PAN

Waking Pan

Whilst Glyn Vivian Gallery was in a process of major refurbishment a number of artists were invited to respond to the building in transition whilst the collection was removed and taken into storage.

In the summer of 2011, on a tour of Glyn Vivian Gallery with Archivist Raymond Jones, we came across a large dusty bubble-wrapped body in the boiler room. There was a distinct quietude to the moment. Pan Dormant, a marble statue of Pan reclining by French sculptor Sylvestre Joseph Brun, had been in the Glyn Vivian basement for 23 years.

In Greek mythology Pan is a pastoral deity of the wilds, shepherds, flocks and music. I began to imagine an event that announced Pan’s removal from the building and the disruption of his slumber…

On January 12th 2012 I invited Swansea folk musician Ceri Rhys Matthews to play bagpipes as Pan was manhandled out of the boiler room. I was interested in the ensuing pandemonium, the intimate struggle of the men who lifted, pushed and elevated Pan onto a low loader at the back of the gallery.

I made a field recording of the event with binaural microphones and sent the raw recording to sound artist and long-term collaborator Barnaby Oliver. Barnaby responded with an alteration of the original.

The work was shown 13 – 26 February 2016 in the Reading Room, Swansea College of Art.

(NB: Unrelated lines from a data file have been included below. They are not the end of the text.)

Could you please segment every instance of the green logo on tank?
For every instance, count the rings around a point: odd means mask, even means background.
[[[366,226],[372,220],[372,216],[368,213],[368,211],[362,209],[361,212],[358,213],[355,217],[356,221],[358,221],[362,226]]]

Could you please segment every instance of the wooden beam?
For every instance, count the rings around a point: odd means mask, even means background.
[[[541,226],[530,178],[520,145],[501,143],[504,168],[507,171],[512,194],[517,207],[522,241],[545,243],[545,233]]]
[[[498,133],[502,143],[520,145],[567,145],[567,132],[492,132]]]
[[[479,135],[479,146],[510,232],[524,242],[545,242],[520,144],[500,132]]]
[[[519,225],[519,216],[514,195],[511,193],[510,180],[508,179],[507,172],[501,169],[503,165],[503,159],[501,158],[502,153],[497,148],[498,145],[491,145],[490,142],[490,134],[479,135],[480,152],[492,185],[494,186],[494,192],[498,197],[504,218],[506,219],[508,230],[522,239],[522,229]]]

Pan Dormant is now on public display in the foyer of the re- opened Glyn Vivian Gallery.

Barnaby Oliver:

I wanted to try looking at this from the point of view of Pan himself:

Pan the universal and immortal archetype.
Pan as his Ancient Greek incarnation.
Pan as conceived by the artist and his times.
Pan as embodied in this particular representation.

Just suppose Pan has a consciousness, scattered through this hierarchy of incarnations – the immensity of his own awareness of time and space.

So this is just part of a long sleep briefly interrupted, a reverie intruded upon. (Of course it would take a lot more to wake him.) How does a god dream?

The pipes are the key –  as usual, music is the gateway, and of course the pipes are his favourite. To make the connection I took the pitches sounded on these pipes, and expanded them to create a limitless harmonic plane with its own life and logic, of which we hear a tiny fragment. From time to time the events of our world break through, and there is an exchange of sorts. But in the end I imagine a god has bigger things to dream about.